Nel corso degli ultimi anni i paesi emergenti hanno occupato un ruolo piuttosto importante all'interno dei portafogli degli investitori, tuttavia secondo gli esperti è arrivato il momento di spostare l'attenzione..

Nel corso degli ultimi anni i paesi emergenti hanno occupato un ruolo piuttosto importante all’interno dei portafogli degli investitori, tuttavia secondo gli esperti è arrivato il momento di spostare l’attenzione fino ad ora prestata ai cosiddetti Bric a favore dei cosiddetti Next 11, ossia un gruppo di paesi definiti come “nuovi emergenti” e che nel corso dell’ultimo periodo stanno registrando un’importante fase di crescita e di cambiamento.
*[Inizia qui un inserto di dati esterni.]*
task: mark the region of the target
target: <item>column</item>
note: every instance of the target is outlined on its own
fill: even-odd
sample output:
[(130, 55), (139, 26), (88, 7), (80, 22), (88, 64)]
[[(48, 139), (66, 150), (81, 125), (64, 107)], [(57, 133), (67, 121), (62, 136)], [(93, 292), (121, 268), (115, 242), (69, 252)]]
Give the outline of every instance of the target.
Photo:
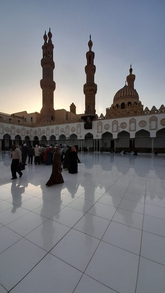
[(96, 149), (96, 140), (95, 139), (94, 139), (94, 151), (95, 151)]
[(152, 153), (153, 154), (154, 153), (154, 137), (152, 137), (151, 138), (152, 139)]
[(98, 151), (98, 140), (96, 139), (96, 151)]
[(101, 148), (101, 139), (99, 139), (99, 151), (100, 152), (100, 149)]
[(134, 138), (131, 139), (131, 151), (134, 151), (134, 148), (135, 146), (135, 139)]

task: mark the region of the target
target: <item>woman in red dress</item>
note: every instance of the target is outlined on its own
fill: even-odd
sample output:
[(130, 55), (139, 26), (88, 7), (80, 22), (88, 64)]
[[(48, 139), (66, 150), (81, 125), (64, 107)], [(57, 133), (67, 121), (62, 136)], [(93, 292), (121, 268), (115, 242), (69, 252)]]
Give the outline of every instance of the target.
[(53, 185), (54, 184), (60, 184), (64, 182), (61, 174), (62, 169), (59, 151), (59, 148), (57, 148), (53, 154), (54, 160), (53, 163), (52, 172), (50, 179), (46, 183), (47, 186)]

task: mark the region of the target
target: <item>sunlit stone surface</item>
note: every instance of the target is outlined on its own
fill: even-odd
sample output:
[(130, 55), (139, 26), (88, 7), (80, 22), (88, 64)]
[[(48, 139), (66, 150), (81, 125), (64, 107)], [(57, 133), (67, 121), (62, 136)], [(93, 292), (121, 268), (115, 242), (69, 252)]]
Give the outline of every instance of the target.
[[(155, 293), (165, 287), (165, 157), (79, 154), (11, 180), (0, 155), (0, 292)], [(139, 269), (138, 269), (139, 268)]]

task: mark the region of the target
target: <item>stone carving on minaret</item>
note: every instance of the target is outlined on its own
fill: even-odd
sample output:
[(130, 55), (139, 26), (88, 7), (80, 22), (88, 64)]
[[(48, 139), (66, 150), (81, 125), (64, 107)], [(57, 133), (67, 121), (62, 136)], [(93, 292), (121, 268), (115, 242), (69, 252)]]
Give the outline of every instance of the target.
[(42, 67), (43, 78), (40, 81), (40, 86), (42, 90), (42, 108), (41, 111), (40, 123), (48, 123), (55, 120), (54, 108), (54, 92), (55, 83), (53, 81), (53, 71), (55, 68), (53, 60), (54, 46), (51, 38), (52, 35), (50, 28), (48, 34), (46, 31), (43, 36), (44, 44), (42, 47), (43, 57), (41, 60)]

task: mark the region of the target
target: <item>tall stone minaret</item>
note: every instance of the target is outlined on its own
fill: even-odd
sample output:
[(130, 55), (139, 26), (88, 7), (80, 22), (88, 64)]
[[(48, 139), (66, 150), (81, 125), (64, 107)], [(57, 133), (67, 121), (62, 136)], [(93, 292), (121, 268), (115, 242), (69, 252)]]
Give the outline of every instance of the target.
[(84, 93), (85, 96), (85, 114), (95, 115), (95, 95), (97, 92), (97, 85), (95, 83), (94, 78), (96, 67), (93, 62), (95, 53), (91, 50), (93, 45), (90, 35), (90, 40), (88, 43), (89, 50), (86, 54), (87, 64), (85, 67), (86, 75), (86, 83), (84, 85)]
[(55, 110), (54, 108), (54, 91), (55, 88), (55, 83), (53, 80), (53, 71), (55, 68), (53, 61), (52, 36), (50, 28), (48, 34), (46, 31), (43, 36), (45, 41), (42, 48), (43, 55), (41, 60), (42, 67), (42, 79), (40, 81), (40, 86), (42, 90), (42, 108), (41, 110), (40, 122), (46, 123), (52, 120), (54, 121)]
Tra questi figurano il Messico, la Turchia, l’Indonesia e il Venezuela, che nel corso degli ultimi dieci anni hanno messo a segno delle performance più che soddisfacenti, con rendimenti compresi tra il 200% e il 900%.


Bene anche le performance del Ghana, della Nigeria, del Bahrein e della Colombia. Tuttavia la volatilità di questi listini fa si che oltre ad ingenti guadagni ci sia la concreta possibilità di registrare anche pesanti perdite, che possono arrivare addirittura fino al 70% della loro capitalizzazione.

I rendimenti dei Next 11 e dei Bric sono stati i migliori degli ultimi dieci anni, tuttavia alla luce della loro forte volatilità gli esperti consigliano di riservare loro una quota del proprio portafoglio non superiore al 10% circa.

Al di là delle preoccupazioni sulla volatilità, tuttavia, sorge il problema della difficoltà nel raggiungere questi mercati, in quanto sono davvero pochi gli strumenti finanziari che consentono di investire sui “nuovi emergenti”. Tra questi segnaliamo alcuni ETF, tra cui figurano ETF Turchia – Lyxor, ETF Messico – iShares, ETF Indonesia – iShares, ETF Corea – Lyxor, e alcuni fondi, tra cui figurano DB X – Trackers S&P Frontier, Franklin Templeton Frontier Markets e JP Morgan Africa Equity.